I just scrape. I believe the script assumes UTF 8
What makes me think it is only the settings or configuration of the system is that the script actually worked and gave me properly encoded Arabic text in the output file. So, I believe I should not touch the script itself as it already worked perfectly before.
I’ve worked with encodings my whole life, and what always helped me figure these things out is remembering that there are no letters in computers, there are just numbers. What you are seeing when you say “strange and funny characters” is just numbers that are not interpreted in the way you expected.
There are 2 possible reasons:
While scraping, the numbers have been interpreted not as the numbers the website uses to represent them. This is the question I asked before.
While displaying them after scraping, the numbers you have in the scraped data are not interpreted in the way you expect. That is a question of how you output the data.
If you can conclusively rule out number one, then please check number two. See how you output the data, which encoding is used to interpret the numbers in the scraped data. Also check the encoding of the shell, if you output them on a shell.
I believe it is supposed to be correct!
In my “settings” → Regional & Language I set the language to be the first option “C”, it was set before to American English, but all gave me these funny characters.
I think there might be some setting, something to install or configure to get it right.

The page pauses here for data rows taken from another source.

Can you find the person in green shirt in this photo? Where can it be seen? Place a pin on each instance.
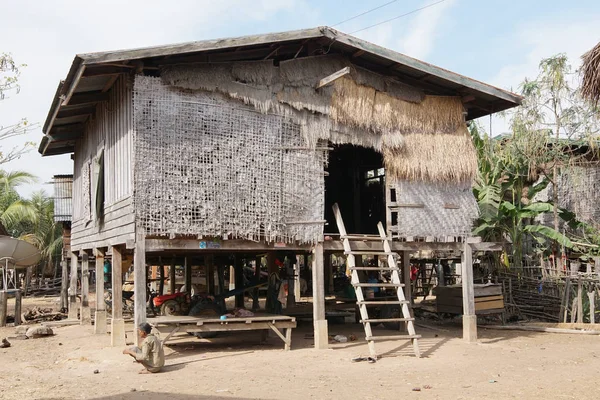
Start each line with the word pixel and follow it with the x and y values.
pixel 151 354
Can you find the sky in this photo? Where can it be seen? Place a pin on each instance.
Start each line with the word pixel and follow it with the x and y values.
pixel 499 42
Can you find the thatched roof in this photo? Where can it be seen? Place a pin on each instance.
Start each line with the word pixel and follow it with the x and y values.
pixel 590 87
pixel 422 137
pixel 92 75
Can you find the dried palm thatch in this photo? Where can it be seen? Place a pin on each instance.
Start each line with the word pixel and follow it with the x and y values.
pixel 433 158
pixel 590 87
pixel 422 137
pixel 364 107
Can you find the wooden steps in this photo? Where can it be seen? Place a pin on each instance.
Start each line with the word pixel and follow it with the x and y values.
pixel 395 283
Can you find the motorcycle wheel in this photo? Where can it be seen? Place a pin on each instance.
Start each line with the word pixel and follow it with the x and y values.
pixel 170 307
pixel 205 310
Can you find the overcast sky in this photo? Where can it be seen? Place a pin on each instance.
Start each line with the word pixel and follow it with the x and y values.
pixel 496 41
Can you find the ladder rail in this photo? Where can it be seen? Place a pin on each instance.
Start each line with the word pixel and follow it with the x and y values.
pixel 352 271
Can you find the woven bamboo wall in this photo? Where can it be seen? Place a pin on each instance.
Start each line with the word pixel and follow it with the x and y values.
pixel 207 165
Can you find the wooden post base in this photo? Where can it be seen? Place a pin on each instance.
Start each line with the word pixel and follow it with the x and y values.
pixel 73 314
pixel 100 322
pixel 470 328
pixel 117 332
pixel 3 307
pixel 321 335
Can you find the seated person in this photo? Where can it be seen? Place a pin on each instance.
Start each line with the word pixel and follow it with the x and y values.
pixel 151 355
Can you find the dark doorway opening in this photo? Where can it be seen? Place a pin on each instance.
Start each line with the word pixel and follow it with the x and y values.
pixel 356 182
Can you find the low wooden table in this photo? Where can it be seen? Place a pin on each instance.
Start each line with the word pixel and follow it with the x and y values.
pixel 174 324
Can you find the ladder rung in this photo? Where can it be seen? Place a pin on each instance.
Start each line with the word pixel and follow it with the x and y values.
pixel 387 320
pixel 370 253
pixel 374 238
pixel 394 337
pixel 378 284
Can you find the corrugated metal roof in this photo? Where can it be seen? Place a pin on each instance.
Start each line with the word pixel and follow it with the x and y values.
pixel 92 74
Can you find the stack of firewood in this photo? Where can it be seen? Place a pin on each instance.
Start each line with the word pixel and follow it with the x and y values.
pixel 37 314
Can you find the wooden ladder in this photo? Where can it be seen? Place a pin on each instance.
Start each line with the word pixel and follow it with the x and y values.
pixel 391 267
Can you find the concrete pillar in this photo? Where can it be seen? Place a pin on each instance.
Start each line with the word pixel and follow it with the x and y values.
pixel 117 326
pixel 318 275
pixel 100 315
pixel 139 280
pixel 468 292
pixel 73 287
pixel 85 313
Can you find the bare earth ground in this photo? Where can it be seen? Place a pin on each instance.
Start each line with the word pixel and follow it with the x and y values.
pixel 503 365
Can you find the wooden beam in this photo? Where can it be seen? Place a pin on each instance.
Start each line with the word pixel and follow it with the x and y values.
pixel 172 277
pixel 239 280
pixel 110 83
pixel 139 279
pixel 161 273
pixel 3 307
pixel 468 292
pixel 86 318
pixel 100 314
pixel 106 70
pixel 117 329
pixel 76 111
pixel 18 307
pixel 88 98
pixel 64 284
pixel 468 99
pixel 73 287
pixel 320 323
pixel 188 275
pixel 331 78
pixel 66 132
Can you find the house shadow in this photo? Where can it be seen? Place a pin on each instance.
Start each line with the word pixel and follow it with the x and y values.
pixel 147 395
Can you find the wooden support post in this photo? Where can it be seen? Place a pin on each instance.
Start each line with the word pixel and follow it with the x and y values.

This looks to me more like a developer/development problem than an OS/installation issue. From a development perspective, I can only tell you how I would start debugging the issue:
Get a dump of the website you’re scraping, using either curl or wget. Then using the scraping framework I would try to see into the memory, if the memory representation is the same. If that is not possible, dump the binary representation from the scraper into a file, then binary diff the original wget/curl version and this version.
Thank you.
I will consider your points.
Though I still can’t understand how come the same code worked before and not working now.
I will double check the code.